Gilmore, who also met representatives from the civil society, the media, victims of torture, the Leader of the Opposition in Parliament, Mathias Mpuuga, and other government officials, said that the government must ensure that there is an end to forced disappearances, detention in safe houses and other non-gazetted areas and trial of civilians in military courts.

Gilmore (L) receives a gift from Mpuuga (R)

He called upon the government to hold accountable any individual who is accused of violating human rights.

This, he said, will then show the government’s commitment to ending torture. In the meeting, Gilmore said Museveni told him he equally abhors any form of torture and vowed to continue fighting it.

Before, during, and after the 2021 general election, Uganda witnessed a spike in cases of torture, forced disappearances, illegal detentions, and killing of people mostly supporters of then opposition presidential candidate, Robert Kyagulanyi Ssentamu-Bobi Wine.
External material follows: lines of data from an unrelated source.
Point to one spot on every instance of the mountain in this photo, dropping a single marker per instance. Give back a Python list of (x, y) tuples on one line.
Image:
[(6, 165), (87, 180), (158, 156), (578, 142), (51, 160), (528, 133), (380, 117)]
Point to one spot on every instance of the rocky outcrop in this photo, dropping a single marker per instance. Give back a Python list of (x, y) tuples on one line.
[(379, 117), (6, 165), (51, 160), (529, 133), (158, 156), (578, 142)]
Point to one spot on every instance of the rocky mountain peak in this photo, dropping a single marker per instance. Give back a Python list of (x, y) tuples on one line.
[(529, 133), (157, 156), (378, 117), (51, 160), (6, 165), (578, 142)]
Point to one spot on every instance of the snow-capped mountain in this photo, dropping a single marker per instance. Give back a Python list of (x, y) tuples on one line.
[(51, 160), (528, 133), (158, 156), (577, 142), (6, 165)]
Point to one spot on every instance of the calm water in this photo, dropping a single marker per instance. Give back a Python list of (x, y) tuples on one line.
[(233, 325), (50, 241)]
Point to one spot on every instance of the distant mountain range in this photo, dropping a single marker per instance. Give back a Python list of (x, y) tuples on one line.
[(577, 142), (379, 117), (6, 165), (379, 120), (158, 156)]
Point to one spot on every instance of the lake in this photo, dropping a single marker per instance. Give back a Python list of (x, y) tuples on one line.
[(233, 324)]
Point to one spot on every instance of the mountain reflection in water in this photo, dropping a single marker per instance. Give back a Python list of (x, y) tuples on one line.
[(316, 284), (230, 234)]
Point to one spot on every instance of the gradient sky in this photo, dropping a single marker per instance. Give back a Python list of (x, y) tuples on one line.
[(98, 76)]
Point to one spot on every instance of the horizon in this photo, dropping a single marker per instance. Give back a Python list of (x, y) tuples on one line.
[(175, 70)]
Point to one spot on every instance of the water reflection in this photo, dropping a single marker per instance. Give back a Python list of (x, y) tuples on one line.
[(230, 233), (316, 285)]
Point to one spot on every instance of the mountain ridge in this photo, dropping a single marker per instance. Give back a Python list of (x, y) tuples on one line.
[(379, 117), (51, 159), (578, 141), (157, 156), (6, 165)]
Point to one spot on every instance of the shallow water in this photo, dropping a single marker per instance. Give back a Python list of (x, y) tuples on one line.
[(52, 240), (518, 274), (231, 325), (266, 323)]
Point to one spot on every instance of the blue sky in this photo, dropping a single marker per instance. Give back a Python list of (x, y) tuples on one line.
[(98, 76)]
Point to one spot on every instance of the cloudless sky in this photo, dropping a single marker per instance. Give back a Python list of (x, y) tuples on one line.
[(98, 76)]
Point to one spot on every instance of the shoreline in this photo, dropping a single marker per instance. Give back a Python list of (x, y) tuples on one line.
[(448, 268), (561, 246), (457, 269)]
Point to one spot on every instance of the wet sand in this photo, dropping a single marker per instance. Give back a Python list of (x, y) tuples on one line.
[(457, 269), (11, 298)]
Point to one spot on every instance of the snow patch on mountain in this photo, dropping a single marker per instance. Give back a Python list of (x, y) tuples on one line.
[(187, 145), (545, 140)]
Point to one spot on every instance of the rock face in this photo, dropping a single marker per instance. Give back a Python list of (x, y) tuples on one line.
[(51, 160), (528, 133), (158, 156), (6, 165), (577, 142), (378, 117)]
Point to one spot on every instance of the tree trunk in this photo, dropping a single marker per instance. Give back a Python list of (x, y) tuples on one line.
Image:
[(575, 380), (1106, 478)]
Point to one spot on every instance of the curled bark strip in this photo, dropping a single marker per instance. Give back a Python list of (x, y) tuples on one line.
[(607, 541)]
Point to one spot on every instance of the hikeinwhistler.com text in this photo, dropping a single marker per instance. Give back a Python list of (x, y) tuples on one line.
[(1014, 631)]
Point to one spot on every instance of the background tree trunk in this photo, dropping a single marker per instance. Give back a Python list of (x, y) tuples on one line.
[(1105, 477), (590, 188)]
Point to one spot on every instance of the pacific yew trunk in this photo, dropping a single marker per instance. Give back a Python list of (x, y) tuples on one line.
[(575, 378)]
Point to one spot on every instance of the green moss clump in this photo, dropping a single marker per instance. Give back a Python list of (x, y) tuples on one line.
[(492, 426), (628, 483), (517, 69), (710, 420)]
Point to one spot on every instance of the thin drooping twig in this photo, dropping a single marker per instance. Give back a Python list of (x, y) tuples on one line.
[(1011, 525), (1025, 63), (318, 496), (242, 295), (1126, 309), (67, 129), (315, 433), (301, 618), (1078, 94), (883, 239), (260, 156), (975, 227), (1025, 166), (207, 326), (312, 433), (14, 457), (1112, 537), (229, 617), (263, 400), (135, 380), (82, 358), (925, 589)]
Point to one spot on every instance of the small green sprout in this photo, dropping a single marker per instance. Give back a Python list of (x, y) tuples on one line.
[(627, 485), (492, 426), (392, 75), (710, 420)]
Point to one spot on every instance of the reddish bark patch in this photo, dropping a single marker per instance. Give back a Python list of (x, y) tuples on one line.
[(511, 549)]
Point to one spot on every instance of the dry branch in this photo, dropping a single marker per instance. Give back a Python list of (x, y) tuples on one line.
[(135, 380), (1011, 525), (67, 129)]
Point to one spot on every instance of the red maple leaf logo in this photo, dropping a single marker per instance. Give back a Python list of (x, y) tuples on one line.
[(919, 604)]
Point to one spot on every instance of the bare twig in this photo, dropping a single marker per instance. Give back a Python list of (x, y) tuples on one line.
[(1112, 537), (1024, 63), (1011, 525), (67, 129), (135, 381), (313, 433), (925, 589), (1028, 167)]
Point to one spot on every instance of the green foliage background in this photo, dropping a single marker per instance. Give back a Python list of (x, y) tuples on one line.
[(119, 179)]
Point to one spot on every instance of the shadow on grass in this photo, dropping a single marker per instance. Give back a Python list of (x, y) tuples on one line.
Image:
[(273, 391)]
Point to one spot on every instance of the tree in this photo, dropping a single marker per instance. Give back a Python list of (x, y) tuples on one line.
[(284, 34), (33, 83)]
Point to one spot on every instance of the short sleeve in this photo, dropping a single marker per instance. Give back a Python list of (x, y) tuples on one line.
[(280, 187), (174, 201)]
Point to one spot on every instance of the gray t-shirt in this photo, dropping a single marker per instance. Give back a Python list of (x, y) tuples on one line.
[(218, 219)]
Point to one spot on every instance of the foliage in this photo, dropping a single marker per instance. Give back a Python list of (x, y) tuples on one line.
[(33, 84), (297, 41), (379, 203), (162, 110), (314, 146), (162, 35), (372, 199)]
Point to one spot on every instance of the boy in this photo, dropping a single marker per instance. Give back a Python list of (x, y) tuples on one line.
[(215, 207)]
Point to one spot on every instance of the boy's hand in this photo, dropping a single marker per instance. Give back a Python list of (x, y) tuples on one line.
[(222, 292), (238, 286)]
Gilmore called upon the government to prosecute all persons who participated in the November 2020 killings that resulted in the death of at least 54 people who were protesting following the arrest of Kyagulanyi.

Asked whether, like the United States of America, the EU will impose sanctions against those suspected of abusing human rights, Gilmore said this was not up to him but to the 27 EU member states.

“Mine is to write a report which I will present to the EU and it’s them to determine what kind of action they will take,” Gilmore said.

Gilmore also expressed concern over the number of girls who were unable to return to school after the almost two-year Covid-19 lockdown.

He said the government should ensure that girls who are pregnant and those who are lactating are not left out of attaining their right to education.

On the current war in Ukraine, Gilmore called upon Uganda to support a resolution tomorrow that aims at suspending Russia as a member of the United Nations Human Rights Council.

He said this is the only way that the world will affirm the idea that human rights violations and aggression against another country is unacceptable.

For almost a month now, fighting has been going on in Ukraine after Russia attacked it against the advice of most major powers.

In a resolution at the United Nations General Assembly that aimed at condemning Russia’s action last month, Uganda abstained from voting for or against the resolution.

Asked whether the EU, a close ally of Ukraine took an issue with Uganda’s abstention, Gilmore said much as Uganda has a right to vote as it wants, it’s important that the world speaks out with a unified voice.